Fatti salire a bordo i ragazzi alla fermata di Via Martiri di Via Fani, la circolare si è messa in moto per procedere verso la fermata di Via Vittime civili, alla quale dei controllori stavano per prestare servizio. Quello che i passeggeri non sapevano, però, era che l’autista, forse in maniera previdente, avesse disabilitato la macchinetta obliteratrice prima ancora di raggiungere la fermata successiva, negando agli studenti (e a ulteriori persone che si trovavano a bordo) di timbrare il biglietto.
Raggiunta Via Vittime civili, i controllori sono saliti sulla circolare per verificare l’obliterazione dei biglietti. Gli unici che non sono stati sanzionati a quel punto furono solo coloro sottoposti all’abbonamento per il servizio, visto anche il rifiuto dei controllori a firmare personalmente i biglietti dei benevolenti.
Coscienti della propria sanzione, tanti passeggeri già infastiditi hanno reagito con chi era nella loro stessa situazione, per fortuna però il buon senso era ancora in loro e nessuna rissa è stata commessa sul mezzo. Tantissimi persone si sono lamentati con i dipendenti alla sede dell’ATAF.
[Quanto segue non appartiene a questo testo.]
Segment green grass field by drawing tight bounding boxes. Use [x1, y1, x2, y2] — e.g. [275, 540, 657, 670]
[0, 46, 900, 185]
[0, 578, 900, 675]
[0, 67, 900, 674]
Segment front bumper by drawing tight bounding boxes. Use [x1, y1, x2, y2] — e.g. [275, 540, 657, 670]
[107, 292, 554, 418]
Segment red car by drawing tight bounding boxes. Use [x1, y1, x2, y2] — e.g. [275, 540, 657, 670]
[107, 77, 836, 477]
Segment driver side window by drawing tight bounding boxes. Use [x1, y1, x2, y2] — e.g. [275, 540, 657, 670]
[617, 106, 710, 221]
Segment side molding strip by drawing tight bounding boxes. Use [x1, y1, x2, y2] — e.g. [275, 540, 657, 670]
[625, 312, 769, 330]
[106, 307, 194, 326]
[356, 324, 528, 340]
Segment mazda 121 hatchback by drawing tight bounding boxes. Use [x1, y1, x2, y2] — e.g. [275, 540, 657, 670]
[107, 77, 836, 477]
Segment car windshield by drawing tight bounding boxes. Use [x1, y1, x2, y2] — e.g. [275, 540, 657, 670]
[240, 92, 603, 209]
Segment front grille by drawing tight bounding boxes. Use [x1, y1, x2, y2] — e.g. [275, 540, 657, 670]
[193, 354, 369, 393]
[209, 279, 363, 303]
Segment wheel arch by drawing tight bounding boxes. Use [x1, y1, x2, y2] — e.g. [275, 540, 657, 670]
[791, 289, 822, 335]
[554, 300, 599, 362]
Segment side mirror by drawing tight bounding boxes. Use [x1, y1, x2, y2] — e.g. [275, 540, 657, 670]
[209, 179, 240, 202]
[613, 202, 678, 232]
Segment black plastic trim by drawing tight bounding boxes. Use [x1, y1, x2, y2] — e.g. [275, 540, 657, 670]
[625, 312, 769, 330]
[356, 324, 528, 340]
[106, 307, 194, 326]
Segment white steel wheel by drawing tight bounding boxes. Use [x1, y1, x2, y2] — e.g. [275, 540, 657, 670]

Questo evento ricorda ad ogni lavoratore che il proprio mestiere non segue per forza delle regole, ma princìpi umani. Se ci sono dei conflitti mondiali in corso, non possiamo permetterci di compiere errori che turbano ulteriormente tutta una città, perciò ricordiamo il senso delle nostre azioni, ovvero multare chi non paga, non raggiungere un alto numero di multe assegnate, così come uno studente non corre dietro l’approvazione dei suoi genitori, ma è in una corsa per il suo futuro.